IV. [werknemer] te veroordelen in de proceskosten en nakosten, te vermeerderen met de wettelijke rente indien daaraan niet binnen 14 dagen na dagtekening van de beschikking wordt voldaan.
3.2.
[werkgever] heeft aan haar verzoeken – samengevat - het volgende ten grondslag gelegd. De gefixeerde schadevergoeding is verschuldigd gelijk aan het loon over de periode van 16 november tot en met 31 december 2020, omdat [werknemer] door opzet/schuld een dringende reden aan [werkgever] heeft gegeven om de arbeidsovereenkomst onverwijld op te zeggen.
3.3.
De verklaring voor recht moet worden toegewezen, omdat [werknemer] wanprestatie heeft gepleegd danwel onrechtmatig heeft gehandeld door tijd die zij in dienst van [werkgever] heeft besteed aan het behandelen van dossiers ten onrechte niet te registreren danwel weer te verwijderen. [werkgever] heeft hierdoor schade geleden/zal schade lijden, waarvoor [werknemer] aansprakelijk is.

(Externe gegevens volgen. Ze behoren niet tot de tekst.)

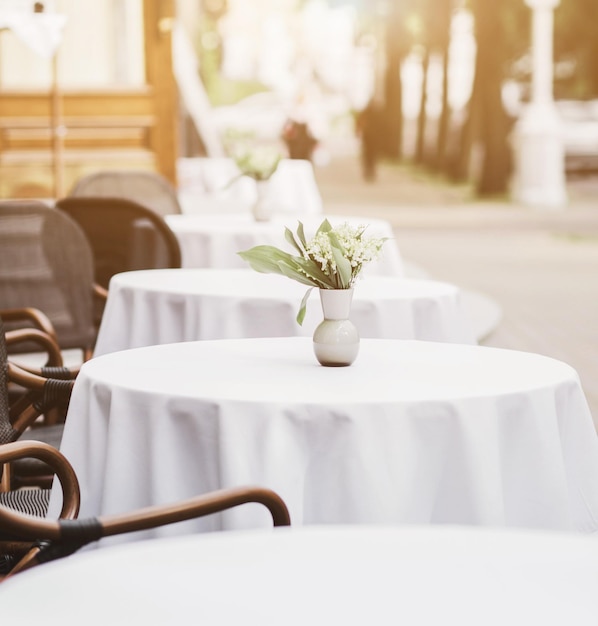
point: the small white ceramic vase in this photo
(261, 207)
(336, 340)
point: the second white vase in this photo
(336, 340)
(261, 207)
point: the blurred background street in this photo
(539, 268)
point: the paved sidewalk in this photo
(539, 266)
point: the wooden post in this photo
(158, 25)
(539, 176)
(58, 132)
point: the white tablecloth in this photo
(412, 432)
(204, 187)
(166, 306)
(345, 576)
(213, 240)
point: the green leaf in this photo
(303, 307)
(265, 259)
(343, 265)
(324, 227)
(311, 268)
(291, 270)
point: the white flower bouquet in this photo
(333, 259)
(258, 163)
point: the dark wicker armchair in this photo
(46, 264)
(123, 235)
(147, 188)
(35, 540)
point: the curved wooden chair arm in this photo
(25, 377)
(49, 391)
(37, 317)
(199, 506)
(36, 528)
(45, 341)
(16, 523)
(65, 536)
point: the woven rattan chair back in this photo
(123, 235)
(7, 432)
(147, 188)
(46, 263)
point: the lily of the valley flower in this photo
(333, 259)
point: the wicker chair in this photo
(41, 392)
(48, 539)
(26, 536)
(147, 188)
(46, 264)
(123, 235)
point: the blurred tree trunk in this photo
(441, 35)
(420, 140)
(488, 124)
(396, 44)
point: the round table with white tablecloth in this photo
(213, 240)
(412, 432)
(169, 305)
(319, 576)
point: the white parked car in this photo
(580, 134)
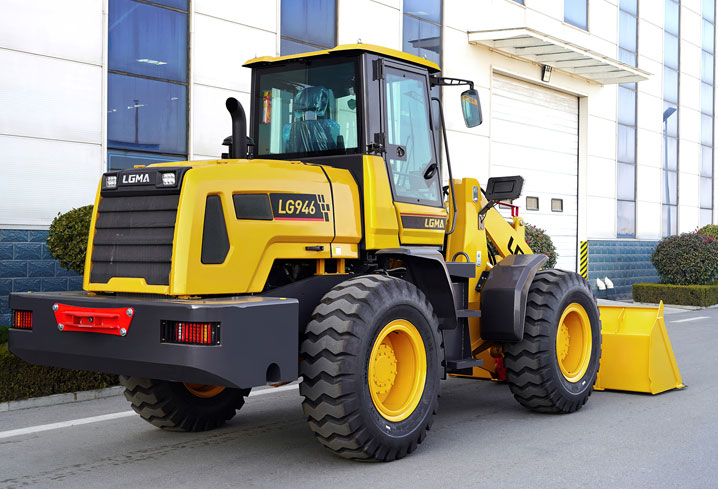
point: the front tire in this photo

Voor het geval de veroordeling tot schadevergoeding via een schadestaatprocedure wordt afgewezen, moet [werknemer] worden veroordeeld tot terugbetaling van het salaris over de periode van 1 september tot 16 november 2020.
3.4.
[werknemer] heeft in strijd met (post-)contractuele verplichtingen en onrechtmatig gehandeld door zich (alleen en in samenspanning) de cliëntenportefeuille en daarmee samenhangende verdiencapaciteit/goodwill van [werkgever] eigen te maken. [werkgever] wordt hierdoor ontoelaatbaar benadeeld en daarom moet er een verbod voor [werknemer] komen op het verrichten van werkzaamheden voor cliënten van [werkgever] . Verder moet [werknemer] worden veroordeeld tot betaling van € 128.000,- wegens het meenemen van dossiers en cliënten van [werkgever] .

4.Het verweer

4.1.
[werknemer] verweert zich en stelt dat alle verzoeken moeten worden afgewezen. De verzoeken tot gefixeerde schadevergoeding en de verklaring voor recht zijn niet-ontvankelijk, omdat het ontslag op staande voet onterecht is gegeven en daarom niet aan deze verzoeken wordt toegekomen. Subsidiair geldt dat [werkgever] niet heeft aangetoond dat er schade is geleden, zodat de verzoeken om die reden moeten worden afgewezen.
4.2.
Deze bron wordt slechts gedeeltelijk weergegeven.